Coder - Risk Adjustment Specialist

4 weeks ago


Reno, Nevada, United States Universal Health Services Full time
About the Role

The Coder - Risk Adjustment position plays a critical role in ensuring accurate post-review coding and documentation to support proper reimbursement from Medicare while maintaining organizational compliance.

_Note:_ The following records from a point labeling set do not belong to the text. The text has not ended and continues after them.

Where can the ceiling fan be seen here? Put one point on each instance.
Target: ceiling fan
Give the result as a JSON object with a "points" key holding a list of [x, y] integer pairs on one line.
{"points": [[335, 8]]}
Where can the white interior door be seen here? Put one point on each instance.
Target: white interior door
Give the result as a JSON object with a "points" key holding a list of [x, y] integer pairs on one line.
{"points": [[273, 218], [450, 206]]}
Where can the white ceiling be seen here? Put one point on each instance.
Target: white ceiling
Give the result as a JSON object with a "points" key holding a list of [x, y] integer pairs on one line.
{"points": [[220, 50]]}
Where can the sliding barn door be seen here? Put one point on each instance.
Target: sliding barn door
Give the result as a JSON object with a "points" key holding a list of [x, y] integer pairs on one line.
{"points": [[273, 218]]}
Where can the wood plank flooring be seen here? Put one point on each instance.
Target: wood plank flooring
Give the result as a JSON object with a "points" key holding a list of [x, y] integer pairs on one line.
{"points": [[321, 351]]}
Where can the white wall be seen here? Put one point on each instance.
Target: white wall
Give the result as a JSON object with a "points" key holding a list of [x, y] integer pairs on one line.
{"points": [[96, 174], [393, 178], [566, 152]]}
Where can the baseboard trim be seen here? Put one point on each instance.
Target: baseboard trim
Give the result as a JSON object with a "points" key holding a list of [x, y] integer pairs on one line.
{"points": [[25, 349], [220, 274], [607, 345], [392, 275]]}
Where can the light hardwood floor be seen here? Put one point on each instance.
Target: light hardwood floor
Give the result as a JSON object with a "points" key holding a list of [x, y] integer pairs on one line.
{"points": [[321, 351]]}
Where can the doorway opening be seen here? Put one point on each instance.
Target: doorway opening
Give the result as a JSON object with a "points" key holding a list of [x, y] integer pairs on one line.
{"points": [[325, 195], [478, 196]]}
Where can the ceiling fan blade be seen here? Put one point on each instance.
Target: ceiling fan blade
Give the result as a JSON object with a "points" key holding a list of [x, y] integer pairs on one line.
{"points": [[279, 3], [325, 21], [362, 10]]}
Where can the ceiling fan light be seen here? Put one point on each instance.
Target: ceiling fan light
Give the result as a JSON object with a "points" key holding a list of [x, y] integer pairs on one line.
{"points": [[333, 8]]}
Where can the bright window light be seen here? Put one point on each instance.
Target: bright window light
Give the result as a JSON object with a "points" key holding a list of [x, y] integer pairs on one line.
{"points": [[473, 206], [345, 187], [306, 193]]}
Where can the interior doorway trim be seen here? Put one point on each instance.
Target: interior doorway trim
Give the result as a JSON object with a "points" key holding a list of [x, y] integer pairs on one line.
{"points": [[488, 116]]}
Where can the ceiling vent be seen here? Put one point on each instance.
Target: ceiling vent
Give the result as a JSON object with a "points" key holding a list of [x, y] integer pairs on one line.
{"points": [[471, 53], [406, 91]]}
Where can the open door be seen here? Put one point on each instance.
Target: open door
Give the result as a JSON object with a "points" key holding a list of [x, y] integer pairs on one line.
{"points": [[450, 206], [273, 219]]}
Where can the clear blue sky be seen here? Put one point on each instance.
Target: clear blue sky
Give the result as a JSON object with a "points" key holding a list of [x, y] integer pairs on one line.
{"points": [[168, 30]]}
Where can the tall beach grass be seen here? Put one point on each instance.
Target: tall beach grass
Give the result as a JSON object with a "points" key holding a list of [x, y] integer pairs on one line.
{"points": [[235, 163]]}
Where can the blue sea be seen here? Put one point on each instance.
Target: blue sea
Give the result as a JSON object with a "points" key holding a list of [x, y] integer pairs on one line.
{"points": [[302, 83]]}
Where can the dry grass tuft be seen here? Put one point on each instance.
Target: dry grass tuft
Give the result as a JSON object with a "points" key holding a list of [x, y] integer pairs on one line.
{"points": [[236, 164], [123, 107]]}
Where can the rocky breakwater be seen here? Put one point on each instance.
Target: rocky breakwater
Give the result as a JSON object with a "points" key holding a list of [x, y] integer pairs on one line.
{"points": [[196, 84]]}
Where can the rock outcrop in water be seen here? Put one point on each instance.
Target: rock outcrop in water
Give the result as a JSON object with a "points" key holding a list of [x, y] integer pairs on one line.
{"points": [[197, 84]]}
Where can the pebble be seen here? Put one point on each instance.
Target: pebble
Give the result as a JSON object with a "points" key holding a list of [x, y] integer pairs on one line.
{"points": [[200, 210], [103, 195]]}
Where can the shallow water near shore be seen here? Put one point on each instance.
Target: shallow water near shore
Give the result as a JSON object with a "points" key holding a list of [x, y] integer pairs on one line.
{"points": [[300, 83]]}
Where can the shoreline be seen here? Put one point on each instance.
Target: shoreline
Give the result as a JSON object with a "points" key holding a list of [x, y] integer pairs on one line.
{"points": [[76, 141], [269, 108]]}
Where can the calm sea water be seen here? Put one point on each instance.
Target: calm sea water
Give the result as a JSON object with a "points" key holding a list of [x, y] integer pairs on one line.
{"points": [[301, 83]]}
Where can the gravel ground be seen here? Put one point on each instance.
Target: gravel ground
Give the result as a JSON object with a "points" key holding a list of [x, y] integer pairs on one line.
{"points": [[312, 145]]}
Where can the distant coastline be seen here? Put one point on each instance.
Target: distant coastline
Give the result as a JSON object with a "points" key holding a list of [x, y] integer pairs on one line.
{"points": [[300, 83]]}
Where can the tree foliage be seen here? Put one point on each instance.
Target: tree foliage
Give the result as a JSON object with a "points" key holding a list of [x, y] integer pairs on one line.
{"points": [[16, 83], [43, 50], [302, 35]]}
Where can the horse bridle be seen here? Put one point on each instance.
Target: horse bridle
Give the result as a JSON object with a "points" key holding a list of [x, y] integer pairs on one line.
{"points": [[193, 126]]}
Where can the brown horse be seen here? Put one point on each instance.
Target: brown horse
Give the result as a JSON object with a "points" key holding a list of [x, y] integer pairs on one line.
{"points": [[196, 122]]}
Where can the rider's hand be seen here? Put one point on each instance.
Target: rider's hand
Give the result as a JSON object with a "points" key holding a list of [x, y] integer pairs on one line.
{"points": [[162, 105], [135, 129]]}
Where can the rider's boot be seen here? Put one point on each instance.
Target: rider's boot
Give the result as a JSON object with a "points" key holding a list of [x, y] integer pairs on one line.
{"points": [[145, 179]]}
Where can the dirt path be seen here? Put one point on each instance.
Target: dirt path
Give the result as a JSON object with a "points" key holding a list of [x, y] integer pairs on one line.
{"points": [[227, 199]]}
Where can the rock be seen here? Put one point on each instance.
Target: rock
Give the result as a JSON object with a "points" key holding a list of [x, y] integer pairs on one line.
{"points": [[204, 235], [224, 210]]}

This role involves performing post-review production coding as well as medical record abstraction in support of the Healthcare Effectiveness Data and Information Set (HEDIS) data collection.

Responsibilities
  • Accurately code medical records to support proper reimbursement from Medicare
  • Perform post-review production coding and medical record abstraction
  • Support HEDIS data collection and ensure compliance with organizational standards
  • Collaborate with cross-functional teams to ensure accurate and timely coding
Requirements
  • High School Diploma, GED or equivalent required
  • Minimum one (1) year experience in CMS HCC risk adjustment coding preferred
  • Successful completion of coding certification program (CCS, CPC, CRC, or RHIT through AHIMA/AAPC)
  • ICD-10 coding proficiency and ability to meet 95% and above accuracy
  • Excellent written and oral communication skills
  • Proficient in Microsoft Office Suite, Word, Excel and Access
About Universal Health Services

Universal Health Services, Inc. (UHS) is one of the nation's largest and most respected providers of hospital and healthcare services. With a commitment to transforming healthcare delivery, UHS operates acute care hospitals, behavioral health facilities, outpatient facilities and ambulatory care access points across the U.S., Washington, D.C., Puerto Rico and the United Kingdom.

As a valued member of the UHS team, you will have access to a range of benefits, including competitive compensation, generous paid time off, excellent medical, dental, vision and prescription drug plans, and opportunities for career development and growth.